Les sociétés humaines ont depuis longtemps des espaces publics et privés séparés. (Ici, j’utilise «public» pour inclure les groupes de 150 à 290 personnes que j’ai mentionnés plus tôt. Quand je parle de petits groupes ou de groupes privés, je veux dire petits – moins d’une douzaine de personnes.) Parfois, «l’intimité» a fait la différence entre les familles et tout le monde autre. Parfois, les espaces privés ont été sexués, les femmes et les hommes traînant séparément, ou les personnes gaies trouvant leurs propres espaces de protection pour parler honnêtement les uns avec les autres. Ou ils ont eu des conversations uniquement avec des amis de notre âge.

Les conversations en petits groupes n’ont pas le même but dans nos vies que de diffuser des informations, ou même de lire les actualités ou de regarder la télévision. Ils sont pour apaiser les blessures, reconnaître les succès personnels, apaiser les doutes.
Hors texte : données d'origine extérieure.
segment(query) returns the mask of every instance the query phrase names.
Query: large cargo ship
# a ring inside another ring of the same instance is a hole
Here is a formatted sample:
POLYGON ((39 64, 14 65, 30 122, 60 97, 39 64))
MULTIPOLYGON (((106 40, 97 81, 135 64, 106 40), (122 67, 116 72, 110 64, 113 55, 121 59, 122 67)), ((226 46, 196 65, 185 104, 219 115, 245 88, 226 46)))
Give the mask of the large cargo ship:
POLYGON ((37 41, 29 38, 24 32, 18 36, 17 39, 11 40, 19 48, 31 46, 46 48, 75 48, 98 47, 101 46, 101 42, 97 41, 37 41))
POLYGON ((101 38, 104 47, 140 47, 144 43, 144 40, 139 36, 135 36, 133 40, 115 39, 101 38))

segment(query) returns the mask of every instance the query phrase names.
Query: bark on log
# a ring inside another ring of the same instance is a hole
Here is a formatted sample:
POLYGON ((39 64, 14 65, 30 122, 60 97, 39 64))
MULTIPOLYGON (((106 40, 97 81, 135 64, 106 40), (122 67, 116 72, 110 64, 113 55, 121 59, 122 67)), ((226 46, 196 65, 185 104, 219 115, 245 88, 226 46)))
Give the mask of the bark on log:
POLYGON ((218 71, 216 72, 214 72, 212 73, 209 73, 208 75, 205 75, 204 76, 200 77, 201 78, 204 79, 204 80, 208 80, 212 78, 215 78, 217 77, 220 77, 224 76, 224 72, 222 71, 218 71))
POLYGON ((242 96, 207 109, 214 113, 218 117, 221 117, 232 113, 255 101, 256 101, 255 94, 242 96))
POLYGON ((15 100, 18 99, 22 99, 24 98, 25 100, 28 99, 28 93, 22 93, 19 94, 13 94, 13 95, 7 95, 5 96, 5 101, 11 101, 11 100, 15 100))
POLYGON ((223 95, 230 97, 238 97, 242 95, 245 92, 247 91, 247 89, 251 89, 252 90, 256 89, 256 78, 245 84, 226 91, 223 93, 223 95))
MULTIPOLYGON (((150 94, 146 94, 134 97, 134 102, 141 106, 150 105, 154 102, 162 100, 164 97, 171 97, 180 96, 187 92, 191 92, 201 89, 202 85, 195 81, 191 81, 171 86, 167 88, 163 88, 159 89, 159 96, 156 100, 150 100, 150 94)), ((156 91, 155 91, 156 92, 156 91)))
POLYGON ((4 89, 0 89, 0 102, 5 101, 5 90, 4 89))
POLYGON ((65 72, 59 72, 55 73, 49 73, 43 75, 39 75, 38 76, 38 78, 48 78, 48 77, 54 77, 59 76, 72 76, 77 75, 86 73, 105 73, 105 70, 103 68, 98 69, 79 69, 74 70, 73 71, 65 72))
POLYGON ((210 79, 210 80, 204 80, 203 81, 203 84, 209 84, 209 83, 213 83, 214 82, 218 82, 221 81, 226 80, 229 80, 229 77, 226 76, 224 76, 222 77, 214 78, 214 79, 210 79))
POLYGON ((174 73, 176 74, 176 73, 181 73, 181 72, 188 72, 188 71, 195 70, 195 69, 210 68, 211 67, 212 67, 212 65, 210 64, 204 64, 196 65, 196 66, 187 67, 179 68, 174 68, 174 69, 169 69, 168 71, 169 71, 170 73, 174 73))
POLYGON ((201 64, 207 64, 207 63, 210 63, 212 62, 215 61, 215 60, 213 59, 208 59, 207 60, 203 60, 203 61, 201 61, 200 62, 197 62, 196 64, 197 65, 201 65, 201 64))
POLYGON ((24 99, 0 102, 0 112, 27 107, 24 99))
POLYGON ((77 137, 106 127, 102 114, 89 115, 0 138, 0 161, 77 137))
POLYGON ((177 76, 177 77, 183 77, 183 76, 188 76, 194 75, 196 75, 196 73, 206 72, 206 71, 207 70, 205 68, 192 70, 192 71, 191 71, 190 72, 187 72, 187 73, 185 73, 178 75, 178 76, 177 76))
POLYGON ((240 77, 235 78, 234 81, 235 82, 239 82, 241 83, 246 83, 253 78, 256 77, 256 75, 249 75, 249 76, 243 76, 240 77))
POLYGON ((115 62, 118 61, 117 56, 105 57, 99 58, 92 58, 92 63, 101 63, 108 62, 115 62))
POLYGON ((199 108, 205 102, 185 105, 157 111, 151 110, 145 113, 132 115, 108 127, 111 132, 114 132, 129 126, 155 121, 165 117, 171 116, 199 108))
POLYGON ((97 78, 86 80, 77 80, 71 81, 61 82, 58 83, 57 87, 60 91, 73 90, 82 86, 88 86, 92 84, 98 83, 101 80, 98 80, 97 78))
Les énormes forums des médias sociaux sont souvent inconfortables parce que nous ne sommes pas tous d’accord sur leur objectif. Les érudits ont appelé le regroupement de tous ceux que nous connaissons «effondrement du contexte», ce qui signifie que les contextes séparés habituels dans lesquels nous faisons des choses (assister à des services religieux, flirter avec des étrangers, prendre soin des enfants) sont soudainement tous mélangés. Maladroitement.

Il est important pour nous tous de demander: les technologies nous permettent-elles de parler à différents groupes de personnes que nous connaissons séparément et de leur parler de différentes manières?

Un problème avec la diffusion sur les médias sociaux est que les choix prudents que nous faisons habituellement lorsque nous parlons en public peuvent fouler aux pieds notre besoin d’espaces privés à des fins spécifiques. Je vais vous donner quelques exemples de la façon dont cela pourrait se dérouler.

Nous pouvons emprunter l’une des deux voies lorsque nous diffusons et risquons d’offenser les gens. La première est la route digne de ce nom. Nous connaissons tous des gens qui choisissent simplement la méthode sans filtre et disent ce qu’ils pensent, peu importe où ils se trouvent ou qui les entoure. Dans certains cas, nous pouvons admirer de telles personnes pour avoir dit ce que tout le monde pense, mais nous ne voulons pas toujours être elles, car parfois leur bouche leur cause des ennuis.

Ou nous pouvons prendre la voie de l’autocensure – celle que la télévision et la radio ont traditionnellement dû emprunter – pour diffuser à un public de masse. Et c’est là que cela devient problématique. Parce que les médias sociaux nous mettent en public, nous pouvons ne pas parler lorsque nous nous débattons, inquiets que notre prochain emploi ou un recruteur d’université puisse voir et limiter nos options dans la vie. Nous pouvons supprimer de nouveaux aspects de nos vies que nous explorons, comme notre sexualité ou notre spiritualité, qui pourraient bénéficier de parler pour soutenir les autres, parce que nous sommes inquiets de la réponse de notre église ou de notre famille. L’autocensure nuit à notre capacité de croître et de guérir.